OpenVLA makes the RT-2-style VLA recipe open: a pretrained VLM is fine-tuned on robot trajectories so image observations and language instructions map to discretized end-effector action tokens.

Method Notes

  • The model uses an autoregressive action-token interface rather than a diffusion or flow action expert.
  • It is a strong baseline for semantic transfer and open reproducibility, but the action representation is still quantized.
  • The source is a useful counterweight to the diffusion/flow trend: modern robotics still uses classical Transformer/VLM next-token machinery when action precision and frequency demands are manageable.

Evidence And Limitations

OpenVLA reports competitive results across several robot policy evaluations and provides code/weights.
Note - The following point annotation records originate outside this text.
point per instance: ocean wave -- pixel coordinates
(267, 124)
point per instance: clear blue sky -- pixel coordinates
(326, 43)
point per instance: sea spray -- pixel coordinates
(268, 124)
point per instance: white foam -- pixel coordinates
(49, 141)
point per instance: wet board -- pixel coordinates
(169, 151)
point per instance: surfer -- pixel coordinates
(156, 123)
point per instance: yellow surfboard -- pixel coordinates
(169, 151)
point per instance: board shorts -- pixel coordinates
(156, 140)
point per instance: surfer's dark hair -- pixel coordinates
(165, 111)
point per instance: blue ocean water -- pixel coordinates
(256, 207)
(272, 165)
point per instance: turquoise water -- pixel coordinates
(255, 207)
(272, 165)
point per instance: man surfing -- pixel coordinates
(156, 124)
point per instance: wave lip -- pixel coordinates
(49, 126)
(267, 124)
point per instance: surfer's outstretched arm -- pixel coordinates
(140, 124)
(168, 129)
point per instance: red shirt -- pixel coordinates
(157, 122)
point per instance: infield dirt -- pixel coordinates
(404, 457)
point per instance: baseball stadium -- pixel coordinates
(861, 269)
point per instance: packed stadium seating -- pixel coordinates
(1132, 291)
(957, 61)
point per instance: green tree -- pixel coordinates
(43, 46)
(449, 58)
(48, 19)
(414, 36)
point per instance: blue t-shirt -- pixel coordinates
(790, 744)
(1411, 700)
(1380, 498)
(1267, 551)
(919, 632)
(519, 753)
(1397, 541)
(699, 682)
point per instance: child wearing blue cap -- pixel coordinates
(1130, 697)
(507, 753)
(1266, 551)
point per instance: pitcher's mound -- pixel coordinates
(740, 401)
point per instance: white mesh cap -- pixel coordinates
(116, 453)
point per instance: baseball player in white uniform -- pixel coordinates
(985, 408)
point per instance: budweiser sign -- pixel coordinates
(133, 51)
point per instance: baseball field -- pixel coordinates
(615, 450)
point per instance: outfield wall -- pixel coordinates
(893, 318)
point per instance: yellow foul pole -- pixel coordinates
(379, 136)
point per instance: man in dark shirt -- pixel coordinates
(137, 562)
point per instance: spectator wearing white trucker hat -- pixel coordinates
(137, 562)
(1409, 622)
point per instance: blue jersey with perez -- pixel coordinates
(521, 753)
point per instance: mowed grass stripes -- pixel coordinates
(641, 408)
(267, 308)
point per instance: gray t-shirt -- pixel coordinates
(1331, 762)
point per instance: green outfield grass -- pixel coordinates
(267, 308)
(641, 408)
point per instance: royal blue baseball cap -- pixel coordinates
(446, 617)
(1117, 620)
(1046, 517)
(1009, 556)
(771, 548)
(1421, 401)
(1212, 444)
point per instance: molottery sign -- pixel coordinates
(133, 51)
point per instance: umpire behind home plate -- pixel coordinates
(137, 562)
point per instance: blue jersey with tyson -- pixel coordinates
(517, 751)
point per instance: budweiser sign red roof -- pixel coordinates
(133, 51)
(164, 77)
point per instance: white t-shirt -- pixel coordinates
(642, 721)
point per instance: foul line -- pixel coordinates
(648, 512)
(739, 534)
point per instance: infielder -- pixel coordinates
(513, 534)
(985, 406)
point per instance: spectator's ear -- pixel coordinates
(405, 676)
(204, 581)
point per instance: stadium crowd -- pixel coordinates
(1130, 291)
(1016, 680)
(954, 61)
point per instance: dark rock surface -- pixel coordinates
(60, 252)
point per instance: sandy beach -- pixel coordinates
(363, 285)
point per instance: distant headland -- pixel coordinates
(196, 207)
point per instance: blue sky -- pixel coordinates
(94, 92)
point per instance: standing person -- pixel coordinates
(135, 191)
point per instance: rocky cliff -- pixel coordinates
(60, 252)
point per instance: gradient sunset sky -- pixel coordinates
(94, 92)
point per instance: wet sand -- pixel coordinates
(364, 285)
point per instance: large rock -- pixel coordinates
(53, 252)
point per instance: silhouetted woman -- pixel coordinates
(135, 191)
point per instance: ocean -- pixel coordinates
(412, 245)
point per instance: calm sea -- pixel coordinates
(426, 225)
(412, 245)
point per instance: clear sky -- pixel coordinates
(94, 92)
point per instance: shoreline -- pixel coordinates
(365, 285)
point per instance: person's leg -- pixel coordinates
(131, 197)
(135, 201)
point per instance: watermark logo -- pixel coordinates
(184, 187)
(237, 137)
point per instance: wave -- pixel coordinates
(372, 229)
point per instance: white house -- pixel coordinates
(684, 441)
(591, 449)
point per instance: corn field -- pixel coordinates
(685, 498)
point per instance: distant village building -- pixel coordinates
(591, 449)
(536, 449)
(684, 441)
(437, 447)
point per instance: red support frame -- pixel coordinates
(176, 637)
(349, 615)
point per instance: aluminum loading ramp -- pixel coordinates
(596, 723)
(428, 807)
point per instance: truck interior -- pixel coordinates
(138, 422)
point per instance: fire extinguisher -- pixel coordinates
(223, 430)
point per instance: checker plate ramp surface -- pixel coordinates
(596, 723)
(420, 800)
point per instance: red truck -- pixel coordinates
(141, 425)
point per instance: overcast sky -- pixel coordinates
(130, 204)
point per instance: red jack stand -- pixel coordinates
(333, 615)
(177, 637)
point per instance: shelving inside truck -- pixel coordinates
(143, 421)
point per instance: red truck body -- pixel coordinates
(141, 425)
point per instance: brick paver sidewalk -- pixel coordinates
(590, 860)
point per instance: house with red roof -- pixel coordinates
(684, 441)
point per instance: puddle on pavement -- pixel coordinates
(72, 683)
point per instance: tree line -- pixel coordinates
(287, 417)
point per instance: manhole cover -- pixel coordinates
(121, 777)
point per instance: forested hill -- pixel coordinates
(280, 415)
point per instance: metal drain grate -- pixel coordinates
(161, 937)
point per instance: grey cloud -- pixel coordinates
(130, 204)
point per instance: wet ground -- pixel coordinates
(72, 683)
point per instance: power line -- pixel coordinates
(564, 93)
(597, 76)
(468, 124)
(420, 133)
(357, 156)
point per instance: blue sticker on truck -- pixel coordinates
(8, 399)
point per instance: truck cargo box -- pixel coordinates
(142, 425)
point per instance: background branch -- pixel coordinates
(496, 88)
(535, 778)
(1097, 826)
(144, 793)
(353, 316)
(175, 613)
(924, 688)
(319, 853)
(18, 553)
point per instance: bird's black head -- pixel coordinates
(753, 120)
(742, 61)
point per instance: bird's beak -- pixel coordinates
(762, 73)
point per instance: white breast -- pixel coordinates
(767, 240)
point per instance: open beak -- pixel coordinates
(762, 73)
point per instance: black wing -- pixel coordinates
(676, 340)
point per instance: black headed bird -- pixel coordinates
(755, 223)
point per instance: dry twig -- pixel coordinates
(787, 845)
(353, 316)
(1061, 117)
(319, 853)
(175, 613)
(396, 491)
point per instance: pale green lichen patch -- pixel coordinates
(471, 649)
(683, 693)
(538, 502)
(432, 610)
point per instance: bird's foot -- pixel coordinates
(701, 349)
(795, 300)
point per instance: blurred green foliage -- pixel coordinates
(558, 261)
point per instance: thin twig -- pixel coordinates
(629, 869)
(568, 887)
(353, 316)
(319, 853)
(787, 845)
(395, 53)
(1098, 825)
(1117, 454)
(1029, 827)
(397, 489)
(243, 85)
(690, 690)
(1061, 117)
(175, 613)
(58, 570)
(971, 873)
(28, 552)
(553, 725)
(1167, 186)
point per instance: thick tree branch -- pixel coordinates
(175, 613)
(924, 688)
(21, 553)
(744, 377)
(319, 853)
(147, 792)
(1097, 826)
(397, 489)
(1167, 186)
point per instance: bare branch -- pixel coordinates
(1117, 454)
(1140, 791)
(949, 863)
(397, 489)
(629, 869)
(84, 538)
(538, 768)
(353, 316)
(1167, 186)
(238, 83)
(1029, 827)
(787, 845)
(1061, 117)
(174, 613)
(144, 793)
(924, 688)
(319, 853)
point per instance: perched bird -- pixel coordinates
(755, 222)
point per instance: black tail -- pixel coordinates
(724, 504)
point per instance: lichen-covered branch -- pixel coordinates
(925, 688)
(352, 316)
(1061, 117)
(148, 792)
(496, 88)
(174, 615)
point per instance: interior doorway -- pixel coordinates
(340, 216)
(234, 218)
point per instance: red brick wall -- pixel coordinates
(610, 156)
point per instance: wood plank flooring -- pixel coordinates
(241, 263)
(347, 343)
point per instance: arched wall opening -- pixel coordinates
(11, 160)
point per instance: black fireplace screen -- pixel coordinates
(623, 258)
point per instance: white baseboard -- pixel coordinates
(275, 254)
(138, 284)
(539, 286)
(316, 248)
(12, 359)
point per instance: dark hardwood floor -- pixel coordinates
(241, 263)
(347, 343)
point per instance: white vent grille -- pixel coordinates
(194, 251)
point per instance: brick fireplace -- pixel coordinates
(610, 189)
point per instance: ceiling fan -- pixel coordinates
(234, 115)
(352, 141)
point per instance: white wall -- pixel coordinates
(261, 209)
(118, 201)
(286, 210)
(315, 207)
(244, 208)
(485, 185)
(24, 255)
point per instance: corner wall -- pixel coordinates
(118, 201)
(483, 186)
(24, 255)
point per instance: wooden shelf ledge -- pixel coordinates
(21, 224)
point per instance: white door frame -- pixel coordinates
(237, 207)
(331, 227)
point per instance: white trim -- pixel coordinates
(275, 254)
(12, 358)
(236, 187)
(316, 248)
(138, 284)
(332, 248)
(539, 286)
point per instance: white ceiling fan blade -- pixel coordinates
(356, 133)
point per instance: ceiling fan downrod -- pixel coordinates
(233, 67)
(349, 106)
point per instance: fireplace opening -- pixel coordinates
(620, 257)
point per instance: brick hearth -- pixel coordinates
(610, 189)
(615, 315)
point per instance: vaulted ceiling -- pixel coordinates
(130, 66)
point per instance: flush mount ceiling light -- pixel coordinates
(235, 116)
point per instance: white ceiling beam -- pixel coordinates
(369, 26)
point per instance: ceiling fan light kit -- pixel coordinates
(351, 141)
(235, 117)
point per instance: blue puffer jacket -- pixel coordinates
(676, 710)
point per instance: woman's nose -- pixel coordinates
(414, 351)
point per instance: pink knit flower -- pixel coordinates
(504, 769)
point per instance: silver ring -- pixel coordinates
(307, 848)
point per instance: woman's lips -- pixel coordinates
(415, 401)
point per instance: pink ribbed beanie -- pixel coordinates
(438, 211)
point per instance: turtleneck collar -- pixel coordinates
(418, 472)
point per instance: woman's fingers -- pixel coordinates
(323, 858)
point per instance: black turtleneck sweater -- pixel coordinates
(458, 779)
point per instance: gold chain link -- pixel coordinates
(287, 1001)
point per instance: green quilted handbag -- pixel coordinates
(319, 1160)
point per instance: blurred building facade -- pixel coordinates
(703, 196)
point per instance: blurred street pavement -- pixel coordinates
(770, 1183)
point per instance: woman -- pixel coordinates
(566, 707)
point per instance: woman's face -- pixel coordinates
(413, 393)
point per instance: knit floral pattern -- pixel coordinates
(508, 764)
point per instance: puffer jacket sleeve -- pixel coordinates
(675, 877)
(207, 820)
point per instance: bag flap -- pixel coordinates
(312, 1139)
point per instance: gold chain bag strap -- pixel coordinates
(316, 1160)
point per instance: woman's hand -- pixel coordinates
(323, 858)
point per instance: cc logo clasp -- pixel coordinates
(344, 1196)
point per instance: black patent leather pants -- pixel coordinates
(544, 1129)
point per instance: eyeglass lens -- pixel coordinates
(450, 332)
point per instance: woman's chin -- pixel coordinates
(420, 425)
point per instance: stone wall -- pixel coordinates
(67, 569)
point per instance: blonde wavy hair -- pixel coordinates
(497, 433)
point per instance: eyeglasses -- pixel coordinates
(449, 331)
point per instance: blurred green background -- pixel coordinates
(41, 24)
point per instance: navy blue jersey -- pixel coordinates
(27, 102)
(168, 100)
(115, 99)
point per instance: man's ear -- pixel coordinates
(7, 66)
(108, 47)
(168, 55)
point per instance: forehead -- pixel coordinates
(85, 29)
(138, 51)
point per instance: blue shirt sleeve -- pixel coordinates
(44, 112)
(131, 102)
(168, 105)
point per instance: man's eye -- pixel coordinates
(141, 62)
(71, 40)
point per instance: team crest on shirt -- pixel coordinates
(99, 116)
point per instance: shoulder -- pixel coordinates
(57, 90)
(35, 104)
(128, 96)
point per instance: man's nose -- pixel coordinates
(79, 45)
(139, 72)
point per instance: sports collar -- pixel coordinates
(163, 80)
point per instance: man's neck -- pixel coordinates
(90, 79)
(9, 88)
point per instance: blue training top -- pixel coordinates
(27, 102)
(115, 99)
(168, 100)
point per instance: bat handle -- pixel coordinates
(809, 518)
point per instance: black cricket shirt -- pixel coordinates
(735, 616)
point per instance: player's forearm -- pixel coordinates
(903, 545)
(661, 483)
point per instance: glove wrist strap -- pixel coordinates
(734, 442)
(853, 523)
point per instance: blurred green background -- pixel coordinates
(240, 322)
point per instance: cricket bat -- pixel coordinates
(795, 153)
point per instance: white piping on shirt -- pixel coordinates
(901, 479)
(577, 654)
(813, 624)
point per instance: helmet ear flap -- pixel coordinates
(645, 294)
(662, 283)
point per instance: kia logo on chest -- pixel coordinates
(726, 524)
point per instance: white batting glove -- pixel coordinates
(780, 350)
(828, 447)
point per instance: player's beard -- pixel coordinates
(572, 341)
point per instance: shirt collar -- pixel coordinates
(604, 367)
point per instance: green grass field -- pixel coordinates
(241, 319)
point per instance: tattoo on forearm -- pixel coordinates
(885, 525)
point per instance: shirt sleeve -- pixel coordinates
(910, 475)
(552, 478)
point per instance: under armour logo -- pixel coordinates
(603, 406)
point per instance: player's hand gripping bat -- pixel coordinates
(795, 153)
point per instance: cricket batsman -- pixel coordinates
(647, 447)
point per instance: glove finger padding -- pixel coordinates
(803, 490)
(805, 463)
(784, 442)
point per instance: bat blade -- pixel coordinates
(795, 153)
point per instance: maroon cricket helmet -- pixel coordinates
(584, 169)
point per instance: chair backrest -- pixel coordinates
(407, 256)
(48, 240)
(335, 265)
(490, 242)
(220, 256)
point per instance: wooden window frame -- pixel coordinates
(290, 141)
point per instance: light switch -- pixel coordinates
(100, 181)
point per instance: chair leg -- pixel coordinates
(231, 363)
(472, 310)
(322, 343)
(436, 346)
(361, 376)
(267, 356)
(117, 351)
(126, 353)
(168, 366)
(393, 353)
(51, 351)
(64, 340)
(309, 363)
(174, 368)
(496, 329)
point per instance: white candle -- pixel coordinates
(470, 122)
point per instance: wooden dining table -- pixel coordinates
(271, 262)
Reported limitations include single-image observations, limited native history/proprioception support in the initial version, and lower inference rates than compact control-specialized policies.

Foundation TSFM Relevance

Agenda slotVerdictEvidenceMissing pieces
Control and action interfaceadjacentFine-tunes a VLM backbone to emit discretized robot action tokens conditioned on image and language.Does not model future trajectories under candidate actions or provide counterfactual rollouts.
Context interfaceadjacentCombines visual observations and natural-language instructions as policy context.Lacks channel context, topology, event streams, and numeric system context for TSFMs.
BenchmarksadjacentEvaluates multi-robot out-of-the-box control and fine-tuning across BridgeData, Google Robot, and Franka tasks.Physical manipulation metrics do not test latent-state time-series modeling or digital-world control.

Open Questions

  • Can action-token VLAs match diffusion/flow action experts after better tokenization such as FAST?
  • Which robotics tasks are bottlenecked by semantic understanding rather than continuous-control fidelity?